Combined hepatocellular-cholangiocarcinoma (cHCC-CCA) is a primary liver cancer (PLC) with heterogeneous phenotypes that share common characteristics of both hepatocytic and cholangiocytic differentiation (1). cHCC-CCA is rare, with reported incidences ranging from 0.4% to 14.2% of PLCs. The World Health Organization (WHO) estimates a similar incidence at 2%–5% of PLCs (2–4). The cHCC-CCA was initially described by Allen and Lisa in 1949, nevertheless, the demographic and clinical features of these tumors remain ambiguous.

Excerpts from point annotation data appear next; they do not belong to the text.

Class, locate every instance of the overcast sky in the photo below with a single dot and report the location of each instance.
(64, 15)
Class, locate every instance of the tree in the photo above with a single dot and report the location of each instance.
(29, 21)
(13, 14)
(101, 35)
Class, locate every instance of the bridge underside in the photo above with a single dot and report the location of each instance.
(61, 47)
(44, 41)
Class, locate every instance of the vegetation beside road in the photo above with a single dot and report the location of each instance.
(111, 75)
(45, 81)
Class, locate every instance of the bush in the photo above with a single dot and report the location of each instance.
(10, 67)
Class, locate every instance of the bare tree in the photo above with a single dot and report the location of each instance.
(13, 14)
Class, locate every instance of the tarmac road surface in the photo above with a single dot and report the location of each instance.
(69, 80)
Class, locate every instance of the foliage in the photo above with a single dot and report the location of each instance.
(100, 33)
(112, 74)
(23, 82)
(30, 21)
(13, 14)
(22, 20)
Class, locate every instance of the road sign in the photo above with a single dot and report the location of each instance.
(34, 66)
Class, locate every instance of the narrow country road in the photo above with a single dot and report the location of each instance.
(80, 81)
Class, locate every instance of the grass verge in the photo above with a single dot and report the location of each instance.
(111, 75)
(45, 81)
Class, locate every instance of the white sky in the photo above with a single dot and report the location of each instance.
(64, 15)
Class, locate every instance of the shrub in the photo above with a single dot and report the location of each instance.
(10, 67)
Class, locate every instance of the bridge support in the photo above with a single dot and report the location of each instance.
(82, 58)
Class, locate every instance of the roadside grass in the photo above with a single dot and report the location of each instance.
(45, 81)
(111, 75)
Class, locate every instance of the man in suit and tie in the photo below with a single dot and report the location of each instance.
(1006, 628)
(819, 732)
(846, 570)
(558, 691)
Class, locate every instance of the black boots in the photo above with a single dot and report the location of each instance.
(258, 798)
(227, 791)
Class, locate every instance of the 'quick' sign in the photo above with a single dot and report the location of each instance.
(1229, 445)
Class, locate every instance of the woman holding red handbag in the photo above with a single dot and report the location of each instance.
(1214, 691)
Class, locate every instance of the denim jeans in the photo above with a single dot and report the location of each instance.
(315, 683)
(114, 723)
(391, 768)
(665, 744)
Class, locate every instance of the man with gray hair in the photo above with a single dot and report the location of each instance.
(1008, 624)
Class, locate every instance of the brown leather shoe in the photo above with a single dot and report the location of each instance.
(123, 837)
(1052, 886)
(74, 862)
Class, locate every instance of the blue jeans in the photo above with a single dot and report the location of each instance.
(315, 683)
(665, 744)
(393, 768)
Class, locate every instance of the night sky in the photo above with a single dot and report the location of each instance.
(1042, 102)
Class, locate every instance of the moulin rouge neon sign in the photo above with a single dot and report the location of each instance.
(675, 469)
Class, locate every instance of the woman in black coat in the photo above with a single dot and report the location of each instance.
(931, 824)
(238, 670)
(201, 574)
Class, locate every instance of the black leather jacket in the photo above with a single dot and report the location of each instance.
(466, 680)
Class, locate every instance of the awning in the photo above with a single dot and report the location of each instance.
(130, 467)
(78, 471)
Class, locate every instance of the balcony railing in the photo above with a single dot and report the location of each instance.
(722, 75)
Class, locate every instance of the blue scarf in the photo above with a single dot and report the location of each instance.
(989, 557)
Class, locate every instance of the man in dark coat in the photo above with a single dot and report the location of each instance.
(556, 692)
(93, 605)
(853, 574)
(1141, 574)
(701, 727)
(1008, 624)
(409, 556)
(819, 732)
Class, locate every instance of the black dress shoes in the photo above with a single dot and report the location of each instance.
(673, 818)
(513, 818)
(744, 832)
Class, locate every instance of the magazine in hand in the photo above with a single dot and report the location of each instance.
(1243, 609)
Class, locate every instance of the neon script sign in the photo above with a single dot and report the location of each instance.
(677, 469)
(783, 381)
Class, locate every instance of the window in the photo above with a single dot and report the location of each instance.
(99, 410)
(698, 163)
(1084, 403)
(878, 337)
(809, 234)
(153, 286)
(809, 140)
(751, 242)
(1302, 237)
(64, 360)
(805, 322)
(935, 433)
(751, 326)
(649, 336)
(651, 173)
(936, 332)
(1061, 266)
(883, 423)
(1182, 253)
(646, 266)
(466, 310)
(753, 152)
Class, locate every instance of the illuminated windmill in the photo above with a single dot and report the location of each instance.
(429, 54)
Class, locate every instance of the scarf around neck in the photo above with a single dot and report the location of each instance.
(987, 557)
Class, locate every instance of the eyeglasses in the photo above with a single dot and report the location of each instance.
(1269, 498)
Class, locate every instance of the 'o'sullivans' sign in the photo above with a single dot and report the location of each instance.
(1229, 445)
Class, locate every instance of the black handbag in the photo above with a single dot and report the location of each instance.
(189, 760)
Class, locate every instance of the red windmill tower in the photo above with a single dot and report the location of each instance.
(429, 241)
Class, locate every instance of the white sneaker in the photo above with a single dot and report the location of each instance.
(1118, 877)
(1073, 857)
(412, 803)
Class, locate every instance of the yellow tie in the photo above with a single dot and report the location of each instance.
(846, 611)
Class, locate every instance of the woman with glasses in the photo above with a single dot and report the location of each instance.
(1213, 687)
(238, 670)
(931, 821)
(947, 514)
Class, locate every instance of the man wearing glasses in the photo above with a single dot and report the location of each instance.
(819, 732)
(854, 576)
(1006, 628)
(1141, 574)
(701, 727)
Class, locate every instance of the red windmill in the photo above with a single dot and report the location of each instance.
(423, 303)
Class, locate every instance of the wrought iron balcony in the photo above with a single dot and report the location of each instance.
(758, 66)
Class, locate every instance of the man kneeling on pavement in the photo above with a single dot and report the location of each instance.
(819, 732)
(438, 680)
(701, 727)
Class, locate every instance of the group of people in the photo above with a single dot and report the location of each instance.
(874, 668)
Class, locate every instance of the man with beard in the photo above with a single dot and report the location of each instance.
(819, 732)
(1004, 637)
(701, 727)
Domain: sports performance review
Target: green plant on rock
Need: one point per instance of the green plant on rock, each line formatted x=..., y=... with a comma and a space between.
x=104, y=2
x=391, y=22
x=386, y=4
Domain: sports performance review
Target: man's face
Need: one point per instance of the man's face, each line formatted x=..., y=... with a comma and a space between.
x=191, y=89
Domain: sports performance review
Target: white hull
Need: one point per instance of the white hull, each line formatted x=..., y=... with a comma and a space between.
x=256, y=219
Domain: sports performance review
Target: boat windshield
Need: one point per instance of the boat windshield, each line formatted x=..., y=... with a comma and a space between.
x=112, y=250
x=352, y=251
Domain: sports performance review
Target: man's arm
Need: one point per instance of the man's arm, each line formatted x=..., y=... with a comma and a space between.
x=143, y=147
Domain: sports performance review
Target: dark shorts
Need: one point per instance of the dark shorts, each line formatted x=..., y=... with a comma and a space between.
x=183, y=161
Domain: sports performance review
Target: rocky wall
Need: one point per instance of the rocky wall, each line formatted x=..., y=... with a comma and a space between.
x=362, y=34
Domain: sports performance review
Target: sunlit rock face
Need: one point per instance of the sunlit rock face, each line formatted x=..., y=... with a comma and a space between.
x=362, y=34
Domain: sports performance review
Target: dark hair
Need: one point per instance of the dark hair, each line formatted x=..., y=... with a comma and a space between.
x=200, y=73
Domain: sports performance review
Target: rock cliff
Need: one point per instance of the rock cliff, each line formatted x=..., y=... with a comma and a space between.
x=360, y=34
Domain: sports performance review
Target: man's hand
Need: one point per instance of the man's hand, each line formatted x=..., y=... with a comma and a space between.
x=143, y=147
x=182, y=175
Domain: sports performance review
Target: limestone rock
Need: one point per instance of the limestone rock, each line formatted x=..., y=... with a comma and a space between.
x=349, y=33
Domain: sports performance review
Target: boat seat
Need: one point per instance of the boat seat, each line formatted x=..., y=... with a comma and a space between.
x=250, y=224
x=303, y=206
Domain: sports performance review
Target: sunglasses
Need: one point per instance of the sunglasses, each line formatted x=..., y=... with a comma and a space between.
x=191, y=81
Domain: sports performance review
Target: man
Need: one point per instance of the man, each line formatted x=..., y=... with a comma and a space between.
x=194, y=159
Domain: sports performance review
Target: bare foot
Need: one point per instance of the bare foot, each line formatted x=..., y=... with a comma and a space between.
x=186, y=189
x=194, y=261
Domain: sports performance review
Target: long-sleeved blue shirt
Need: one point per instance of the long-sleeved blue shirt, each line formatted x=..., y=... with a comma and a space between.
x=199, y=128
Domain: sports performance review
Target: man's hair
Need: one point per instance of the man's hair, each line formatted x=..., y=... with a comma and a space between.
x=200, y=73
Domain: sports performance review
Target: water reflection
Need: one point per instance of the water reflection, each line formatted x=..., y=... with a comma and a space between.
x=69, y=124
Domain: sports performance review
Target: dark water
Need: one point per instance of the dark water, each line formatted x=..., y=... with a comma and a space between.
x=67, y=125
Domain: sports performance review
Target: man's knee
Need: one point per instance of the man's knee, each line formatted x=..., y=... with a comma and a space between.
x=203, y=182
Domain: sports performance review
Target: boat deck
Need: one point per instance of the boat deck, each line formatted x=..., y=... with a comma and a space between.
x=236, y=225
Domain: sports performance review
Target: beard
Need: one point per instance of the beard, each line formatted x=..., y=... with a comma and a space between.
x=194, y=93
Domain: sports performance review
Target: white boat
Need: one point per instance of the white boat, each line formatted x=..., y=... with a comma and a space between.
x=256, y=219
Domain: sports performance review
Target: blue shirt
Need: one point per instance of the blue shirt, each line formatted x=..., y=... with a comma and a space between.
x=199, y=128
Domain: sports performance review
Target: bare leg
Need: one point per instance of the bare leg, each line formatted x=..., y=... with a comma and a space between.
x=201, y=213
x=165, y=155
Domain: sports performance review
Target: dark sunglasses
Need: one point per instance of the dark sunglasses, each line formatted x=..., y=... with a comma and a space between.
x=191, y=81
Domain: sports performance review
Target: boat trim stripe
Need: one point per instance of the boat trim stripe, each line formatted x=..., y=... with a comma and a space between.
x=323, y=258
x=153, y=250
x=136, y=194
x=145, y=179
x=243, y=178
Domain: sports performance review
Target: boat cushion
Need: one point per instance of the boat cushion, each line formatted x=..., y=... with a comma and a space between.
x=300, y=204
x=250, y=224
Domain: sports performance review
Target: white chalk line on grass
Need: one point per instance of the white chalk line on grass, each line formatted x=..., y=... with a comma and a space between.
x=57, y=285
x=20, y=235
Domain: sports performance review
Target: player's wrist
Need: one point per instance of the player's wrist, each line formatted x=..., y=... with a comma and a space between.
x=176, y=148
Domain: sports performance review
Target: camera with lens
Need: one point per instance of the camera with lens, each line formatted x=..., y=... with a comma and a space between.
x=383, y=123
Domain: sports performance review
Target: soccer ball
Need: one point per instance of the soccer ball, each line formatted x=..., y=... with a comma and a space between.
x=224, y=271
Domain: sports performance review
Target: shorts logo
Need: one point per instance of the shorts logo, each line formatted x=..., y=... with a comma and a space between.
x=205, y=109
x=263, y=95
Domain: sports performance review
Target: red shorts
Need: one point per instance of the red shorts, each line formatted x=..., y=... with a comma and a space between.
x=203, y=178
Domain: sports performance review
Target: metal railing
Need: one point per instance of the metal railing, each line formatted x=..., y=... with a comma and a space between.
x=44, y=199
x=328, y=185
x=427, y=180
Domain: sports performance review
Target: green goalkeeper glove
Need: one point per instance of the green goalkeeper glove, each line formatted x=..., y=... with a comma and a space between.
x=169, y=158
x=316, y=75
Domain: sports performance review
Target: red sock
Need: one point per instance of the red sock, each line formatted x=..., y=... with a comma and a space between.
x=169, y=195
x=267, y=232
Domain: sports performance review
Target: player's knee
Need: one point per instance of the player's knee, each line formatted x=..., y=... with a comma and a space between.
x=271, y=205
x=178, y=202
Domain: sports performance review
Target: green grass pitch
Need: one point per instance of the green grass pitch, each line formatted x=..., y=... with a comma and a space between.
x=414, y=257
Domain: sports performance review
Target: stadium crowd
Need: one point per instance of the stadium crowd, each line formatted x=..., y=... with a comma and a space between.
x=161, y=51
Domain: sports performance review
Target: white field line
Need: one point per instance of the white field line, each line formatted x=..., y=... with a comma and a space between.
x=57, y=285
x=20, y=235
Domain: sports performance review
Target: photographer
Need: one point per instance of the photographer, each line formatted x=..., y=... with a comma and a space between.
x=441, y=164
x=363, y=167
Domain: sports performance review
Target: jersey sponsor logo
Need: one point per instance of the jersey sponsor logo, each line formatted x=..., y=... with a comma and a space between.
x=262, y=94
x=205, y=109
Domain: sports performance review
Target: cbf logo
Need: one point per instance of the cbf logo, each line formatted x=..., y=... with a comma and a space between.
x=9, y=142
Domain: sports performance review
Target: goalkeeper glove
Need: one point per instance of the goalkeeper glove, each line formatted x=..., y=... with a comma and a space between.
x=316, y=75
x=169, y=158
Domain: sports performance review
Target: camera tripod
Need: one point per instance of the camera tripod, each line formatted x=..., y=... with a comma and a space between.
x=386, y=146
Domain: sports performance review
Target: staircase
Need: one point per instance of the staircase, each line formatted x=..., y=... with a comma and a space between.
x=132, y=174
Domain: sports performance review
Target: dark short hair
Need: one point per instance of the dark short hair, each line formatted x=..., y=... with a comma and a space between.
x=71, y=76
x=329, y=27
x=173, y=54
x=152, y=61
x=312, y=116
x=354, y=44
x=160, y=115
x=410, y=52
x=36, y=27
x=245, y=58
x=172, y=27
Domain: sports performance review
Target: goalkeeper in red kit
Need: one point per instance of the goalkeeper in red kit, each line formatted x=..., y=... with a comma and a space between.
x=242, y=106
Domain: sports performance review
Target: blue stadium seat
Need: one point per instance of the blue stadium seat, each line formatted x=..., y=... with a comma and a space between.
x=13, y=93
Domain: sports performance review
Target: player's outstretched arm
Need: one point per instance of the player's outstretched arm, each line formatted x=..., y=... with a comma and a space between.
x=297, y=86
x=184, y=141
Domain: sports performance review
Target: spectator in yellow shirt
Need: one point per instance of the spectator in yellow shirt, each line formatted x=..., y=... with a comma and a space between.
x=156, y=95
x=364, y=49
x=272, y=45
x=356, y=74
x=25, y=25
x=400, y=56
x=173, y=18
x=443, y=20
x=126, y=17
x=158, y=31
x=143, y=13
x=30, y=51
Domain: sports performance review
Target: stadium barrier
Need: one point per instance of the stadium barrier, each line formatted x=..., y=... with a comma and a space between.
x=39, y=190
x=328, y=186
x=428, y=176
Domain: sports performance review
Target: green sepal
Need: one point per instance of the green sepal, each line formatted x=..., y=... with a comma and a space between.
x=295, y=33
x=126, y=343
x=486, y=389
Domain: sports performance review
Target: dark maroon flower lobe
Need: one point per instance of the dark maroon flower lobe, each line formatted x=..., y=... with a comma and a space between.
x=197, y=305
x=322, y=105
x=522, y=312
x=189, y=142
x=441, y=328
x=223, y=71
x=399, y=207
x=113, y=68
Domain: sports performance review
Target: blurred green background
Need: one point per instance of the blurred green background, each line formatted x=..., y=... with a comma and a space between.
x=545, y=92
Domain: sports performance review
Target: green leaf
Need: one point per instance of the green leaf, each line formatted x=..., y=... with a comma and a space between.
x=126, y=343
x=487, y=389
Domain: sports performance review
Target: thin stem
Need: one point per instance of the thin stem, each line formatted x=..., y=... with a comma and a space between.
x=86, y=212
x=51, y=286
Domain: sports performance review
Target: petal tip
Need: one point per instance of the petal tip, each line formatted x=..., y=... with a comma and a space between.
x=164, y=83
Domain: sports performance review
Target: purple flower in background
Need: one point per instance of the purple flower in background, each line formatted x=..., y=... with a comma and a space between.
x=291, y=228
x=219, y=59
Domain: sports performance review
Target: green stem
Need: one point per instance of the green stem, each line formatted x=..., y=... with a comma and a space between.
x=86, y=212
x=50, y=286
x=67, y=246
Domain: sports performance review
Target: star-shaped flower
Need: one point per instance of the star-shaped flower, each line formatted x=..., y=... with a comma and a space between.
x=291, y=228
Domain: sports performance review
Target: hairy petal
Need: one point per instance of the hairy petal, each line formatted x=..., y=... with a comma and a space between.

Microvascular invasion (MVI) serves as an indicator of tumor invasiveness and is an adverse prognostic factor associated with early disease recurrence and lower survival rates (5–7). MVI is characterized by the infiltration of tumor cells into small blood vessels surrounding the tumor, such as the portal vein and hepatic vein systems, indicating a more aggressive biological behavior. Some scholars posit that MVI is the first step in the development of intrahepatic or systemic metastasis in liver cancer (8, 9). Consequently, preoperative prediction of MVI would facilitate treatment planning and enhance prognosis. Hence, some researchers suggest that patients with cHCC-CCA who are predicted to have MVI should undergo anatomical liver resection, expanding the scope of lesion removal to reduce early recurrence rates (10–12). Therefore, early and accurate assessment of MVI has significant implications for treatment decisions and prognosis prediction in cHCC-CCA patients. Unfortunately, the confirmation of MVI mostly depends on histopathological examination of surgical specimens. Currently, there are limited reports on the predictive role of preoperative contrast-enhanced ultrasound (CEUS) in detecting MVI in cHCC-CCA patients (13). However, CEUS can reflect the blood perfusion of tumor tissue in real time, which has important clinical value in the diagnosis of focal liver lesions. In addition, due to the relatively small sample size, the imaging features of cHCC-CCA on CEUS and its relationship with histopathological features are not well summarized. Hence, the objective of this study is to analyze the prediction of MVI in cHCC-CCA using preoperative CEUS and clinicopathological features.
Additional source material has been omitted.